Through hard work and education, he said in an interview that he developed from "an immigrant who barely spoke English" to a point he never imagined.

"This is a country which can make things happen for you," Malek said, adding "The sky's the limit."

Malek was appointed state treasurer by Gov. Mike Parson in December. A political newcomer, he will serve out the remaining two years of former treasurer Scott Fitzpatrick's term before facing an election in 2024.

Malek said he's settling into the Treasurer's Office well. He finished staffing the office after hiring a chief of staff last week. The biggest surprise, he said, has been the politics.

"I do not come from political circles. I do not have a background in politics so that is something new and a little surprising," he said. "But I am well received wherever I'm going, but that is apart from my treasurer position."

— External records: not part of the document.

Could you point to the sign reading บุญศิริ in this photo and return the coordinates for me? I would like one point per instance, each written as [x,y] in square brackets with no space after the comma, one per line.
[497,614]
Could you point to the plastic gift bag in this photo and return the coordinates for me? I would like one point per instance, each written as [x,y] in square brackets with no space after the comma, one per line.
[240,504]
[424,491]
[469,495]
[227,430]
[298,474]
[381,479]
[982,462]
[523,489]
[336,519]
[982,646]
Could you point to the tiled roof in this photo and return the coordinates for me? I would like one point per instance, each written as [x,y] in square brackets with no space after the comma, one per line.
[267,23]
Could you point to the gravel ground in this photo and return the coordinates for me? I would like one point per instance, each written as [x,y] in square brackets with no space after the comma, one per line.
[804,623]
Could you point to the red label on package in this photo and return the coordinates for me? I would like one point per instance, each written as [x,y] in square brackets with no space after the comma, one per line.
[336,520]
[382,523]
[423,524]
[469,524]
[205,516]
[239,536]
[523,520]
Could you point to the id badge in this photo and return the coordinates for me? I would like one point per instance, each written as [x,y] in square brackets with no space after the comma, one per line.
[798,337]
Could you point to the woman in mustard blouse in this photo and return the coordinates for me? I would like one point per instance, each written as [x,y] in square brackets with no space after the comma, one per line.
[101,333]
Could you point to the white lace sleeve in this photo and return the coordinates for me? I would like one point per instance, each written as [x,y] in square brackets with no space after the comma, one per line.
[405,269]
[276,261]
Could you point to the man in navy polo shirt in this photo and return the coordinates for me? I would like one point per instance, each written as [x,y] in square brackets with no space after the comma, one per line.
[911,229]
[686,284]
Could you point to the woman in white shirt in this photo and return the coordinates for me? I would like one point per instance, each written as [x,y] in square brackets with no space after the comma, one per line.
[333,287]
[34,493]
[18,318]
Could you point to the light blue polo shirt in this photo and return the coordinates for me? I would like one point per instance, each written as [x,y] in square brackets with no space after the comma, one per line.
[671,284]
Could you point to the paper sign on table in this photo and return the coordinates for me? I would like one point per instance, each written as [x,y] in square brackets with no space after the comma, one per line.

"But I'm enjoying it at the same time," he continued. "There's a lot of learning that needs to happen, but I am doing that and I hope I'm a fast learner and will catch up on things that my other contemporaries have a better hand at."

Malek, a Republican, had never held elected office before his appointment. The governor had also previously appointed him to the governing board of SEMO, Malek's alma mater, but his background otherwise is largely in immigration law.

He's practiced law in Missouri since 2006 and in 2011 opened the Law Offices of Vivek Malek, where he focused on legal immigration litigation and business immigration consulting in St. Louis.

Malek said he chose to practice immigration law because he wanted to be an American citizen and help others have the same opportunity.

"I think we need to value citizenship and what being an American means," he said. "What it means to be an American is very, very important and we can lose it if we don't understand how we have achieved in this country where we are today."

After more than 17 years of practicing immigration law, Malek said he wanted to do something more and have a bigger impact on the state.

"I believe that would be achieved only through public service and that was my motivation to get into public service," he said.

As Missouri treasurer, Malek is the state's chief financial officer. The office has about 50 staff members that handle unclaimed property, manage two economic development programs and administer two tax-advantaged savings plans.

He said his philosophy for the office is centered on three pillars: protecting taxpayer dollars, providing opportunities through office programs and "promoting the promise of America."

Priorities for his time in office are also set, he said. Expanding unclaimed property return efforts, MOScholars, the state's school choice program, and MO ABLE, a tax-free savings program for disability-related expenses, are at the top of the list.

Malek said there's approximately $1.3 billion worth of unclaimed property sitting in state vaults waiting to be returned to Missourians. He set a record returning more than $1.7 million in unclaimed property within his first three days in office, according to a news release.

As more states adopt procedures that allow treasurers to automatically return unclaimed property to taxpayers, Malek said it's something he wants to work toward.

"One of my goals would be to return as much unclaimed property back to Missourians as possible in the shortest amount of time," he said.

Malek said he also wants to grow the MOScholars and MO ABLE programs.

Parents need options when it comes to making educational choices for their children, he said, and more parents should know about the state's program for supporting those options.

MO ABLE is in a similar position, Malek said. More veterans and people with disabilities should be aware of the state program and that it won't impact their social security or disability benefits, he said.

Malek said he's also been asking lawmakers to appropriate more funds to the linked deposit program his office administers to provide low-interest loans to small businesses, farmers and local governments, as well as raise the spending cap.

"This is one office that you can do so much good for Missourians," he said. "... We have so many resources for students, for veterans, for the elderly, for kids, for generally everybody. We can do so much good and offer so many good services to people."